The team of undergraduates, led by Dr Jonathan Finch in partnership with York Archaeological Trust, have already discovered a wealth of artefacts.

They include a pre-historic flint arrowhead, a range of ceramics dating from the Medieval period to the 18th century, decorative glassware and wine bottle fragments and a 15th century coin.

Gawthorpe, built in the 13th century by the Gascoigne family, was purchased in 1738 by Henry Lascelles, a wealthy trader with business interests in the West Indies.

Dr Finch, who travelled to Barbados last month with a team from the university to investigate the old Lascelles plantations, said: “As well as providing a much longer history of Harewood that stretches thousands of years back, the archaeology will give us a unique insight into the impact the Caribbean sugar industry and slavery had - not just on the fortunes of the Lascelles family, but on English landscape and society more than 200 years ago.”

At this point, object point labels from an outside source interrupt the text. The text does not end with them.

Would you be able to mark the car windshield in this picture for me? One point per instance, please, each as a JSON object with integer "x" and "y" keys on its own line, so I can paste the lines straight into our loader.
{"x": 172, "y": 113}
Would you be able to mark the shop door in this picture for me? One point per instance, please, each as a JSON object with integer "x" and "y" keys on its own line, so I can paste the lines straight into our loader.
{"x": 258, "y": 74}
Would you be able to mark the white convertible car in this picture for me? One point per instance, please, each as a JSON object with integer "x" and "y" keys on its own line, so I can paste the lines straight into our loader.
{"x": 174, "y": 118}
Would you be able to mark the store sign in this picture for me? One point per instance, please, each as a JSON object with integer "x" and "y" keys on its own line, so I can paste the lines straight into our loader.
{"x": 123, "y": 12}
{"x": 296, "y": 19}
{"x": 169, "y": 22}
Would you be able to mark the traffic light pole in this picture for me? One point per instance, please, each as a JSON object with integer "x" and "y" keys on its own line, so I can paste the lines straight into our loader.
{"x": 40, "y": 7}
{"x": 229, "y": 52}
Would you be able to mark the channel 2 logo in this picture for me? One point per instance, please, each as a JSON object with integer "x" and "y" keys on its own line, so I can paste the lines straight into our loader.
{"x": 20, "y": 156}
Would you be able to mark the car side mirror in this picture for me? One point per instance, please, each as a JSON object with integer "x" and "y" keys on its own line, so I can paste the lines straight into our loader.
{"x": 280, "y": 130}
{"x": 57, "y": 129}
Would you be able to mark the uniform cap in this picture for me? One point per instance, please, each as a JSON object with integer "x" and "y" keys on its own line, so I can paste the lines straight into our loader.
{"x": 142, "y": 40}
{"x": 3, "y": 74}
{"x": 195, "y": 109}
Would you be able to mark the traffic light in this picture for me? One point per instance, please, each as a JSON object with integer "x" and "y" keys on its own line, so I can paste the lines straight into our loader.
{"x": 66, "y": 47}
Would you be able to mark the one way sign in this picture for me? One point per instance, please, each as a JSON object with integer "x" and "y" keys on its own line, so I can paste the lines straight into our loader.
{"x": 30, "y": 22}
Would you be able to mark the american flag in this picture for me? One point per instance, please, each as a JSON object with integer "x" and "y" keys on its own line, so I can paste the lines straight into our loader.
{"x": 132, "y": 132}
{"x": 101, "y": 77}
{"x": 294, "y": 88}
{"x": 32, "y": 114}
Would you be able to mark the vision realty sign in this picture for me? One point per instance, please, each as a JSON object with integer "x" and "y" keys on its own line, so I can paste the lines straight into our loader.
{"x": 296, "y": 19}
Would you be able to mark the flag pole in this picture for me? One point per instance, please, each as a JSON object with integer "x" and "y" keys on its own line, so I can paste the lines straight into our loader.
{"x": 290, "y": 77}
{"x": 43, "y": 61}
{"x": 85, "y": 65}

a photo of an archaeological dig
Student archaeologists at Harewood
Gawthorpe was demolished by 1773 after the Lascelles moved to the newly built Harewood House, which is still owned by the family today.

Its remnants were covered with turf and became part of Harewood House’s gardens, designed by Lancelot “Capability” Brown.  

David Lascelles, the 7th Earl of Harewood, said: “So much of what we know of Harewood’s history focuses on Harewood House and who has lived there.

“The excavation being done by the University of York students is helping to fill some of the gaps of that earlier history and – we all hope – answer some of the questions about Gawthorpe.”

The dig will be a feature of Harewood’s Medieval Festival on July 16-17, when visitors can attend workshops, lectures and public tours of the excavation.

School groups can also book to explore the excavation, talk to archaeologists and do some digging themselves.